2. Temporal patterns

    - Peak request hours: 5 AM – 9 AM and 5 PM – 9 PM
    
    - Morning Airport requests saw high failure rates → lack of available drivers

3. 📍 Zone-Based Observations

    - City pickups had slightly higher completion rates than Airport

    - Airport had more “No Cars Available” cases during early hours

4. 🧍 Driver Availability

    - Over 1000 rows had missing driver_id → Indicates unassigned requests due to unavailability

    - These records align with failure cases (status ≠ 'Trip Completed')

5. 🕒 Trip Duration Analysis

    - Completed trips averaged between 35–55 minutes

    - Airport rides were generally longer in duration than City rides

    - A few rides took unusually long – potential outliers for traffic or logging errors

## ***4. Data Vizualization, Storytelling & Experimenting with charts : Understand the relationships between variables***

#### Chart - 1

In [None]:
# Chart - 1 visualization code
# Status Distribution
plt.figure(figsize=(8, 5))
sns.countplot(data=df, x='status', palette='Set2')
plt.title('Chart 1: Trip Request Status Count')
plt.xlabel('Trip Status')
plt.ylabel('Number of Requests')
plt.grid(axis='y')
plt.show()

##### 1. Why did you pick the specific chart?

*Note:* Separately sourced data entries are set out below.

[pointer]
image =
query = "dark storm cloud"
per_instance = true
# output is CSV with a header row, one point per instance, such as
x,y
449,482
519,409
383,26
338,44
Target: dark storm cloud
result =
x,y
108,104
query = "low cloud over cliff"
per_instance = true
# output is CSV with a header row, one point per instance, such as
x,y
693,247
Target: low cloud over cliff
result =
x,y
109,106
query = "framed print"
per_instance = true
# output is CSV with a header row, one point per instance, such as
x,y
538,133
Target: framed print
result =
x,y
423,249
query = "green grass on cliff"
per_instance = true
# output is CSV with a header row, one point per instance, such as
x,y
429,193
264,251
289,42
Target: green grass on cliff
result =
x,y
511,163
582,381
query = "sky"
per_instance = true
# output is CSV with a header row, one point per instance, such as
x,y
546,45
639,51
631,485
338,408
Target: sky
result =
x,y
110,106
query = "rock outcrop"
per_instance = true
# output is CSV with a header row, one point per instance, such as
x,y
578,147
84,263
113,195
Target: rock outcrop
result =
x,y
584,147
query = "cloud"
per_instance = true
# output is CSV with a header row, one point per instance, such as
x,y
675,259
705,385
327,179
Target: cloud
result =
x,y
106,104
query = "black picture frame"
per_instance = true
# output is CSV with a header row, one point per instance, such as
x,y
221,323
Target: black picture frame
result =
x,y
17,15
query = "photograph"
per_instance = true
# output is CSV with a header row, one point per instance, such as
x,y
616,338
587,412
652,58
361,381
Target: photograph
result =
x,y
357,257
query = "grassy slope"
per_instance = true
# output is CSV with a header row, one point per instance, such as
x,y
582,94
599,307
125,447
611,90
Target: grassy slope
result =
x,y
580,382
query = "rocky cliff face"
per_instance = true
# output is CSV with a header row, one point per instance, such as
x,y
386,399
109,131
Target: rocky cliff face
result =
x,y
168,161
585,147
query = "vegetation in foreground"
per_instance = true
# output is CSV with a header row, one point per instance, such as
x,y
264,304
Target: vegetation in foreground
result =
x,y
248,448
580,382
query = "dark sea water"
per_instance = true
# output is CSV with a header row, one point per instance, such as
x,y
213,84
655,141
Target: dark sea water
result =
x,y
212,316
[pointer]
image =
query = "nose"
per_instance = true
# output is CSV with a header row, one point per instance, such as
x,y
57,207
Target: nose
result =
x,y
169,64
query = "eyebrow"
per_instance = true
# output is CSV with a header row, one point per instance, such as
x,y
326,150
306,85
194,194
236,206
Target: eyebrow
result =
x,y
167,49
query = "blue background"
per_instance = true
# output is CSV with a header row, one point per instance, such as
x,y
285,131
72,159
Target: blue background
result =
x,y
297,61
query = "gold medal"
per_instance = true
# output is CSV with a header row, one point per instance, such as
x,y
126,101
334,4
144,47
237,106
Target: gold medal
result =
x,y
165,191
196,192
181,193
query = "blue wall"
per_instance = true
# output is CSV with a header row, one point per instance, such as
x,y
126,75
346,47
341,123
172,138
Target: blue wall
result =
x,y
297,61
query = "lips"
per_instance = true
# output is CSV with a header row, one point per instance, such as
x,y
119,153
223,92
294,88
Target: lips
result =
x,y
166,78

To visualize the demand and supply efficiency, and how often bookings fail or succeed.

##### 2. What is/are the insight(s) found from the chart?

we may observe a high number of cancellations or no car availability, indicating supply-demand mismatch.

##### 3. Will the gained insights help creating a positive business impact?
Are there any insights that lead to negative growth? Justify with specific reason.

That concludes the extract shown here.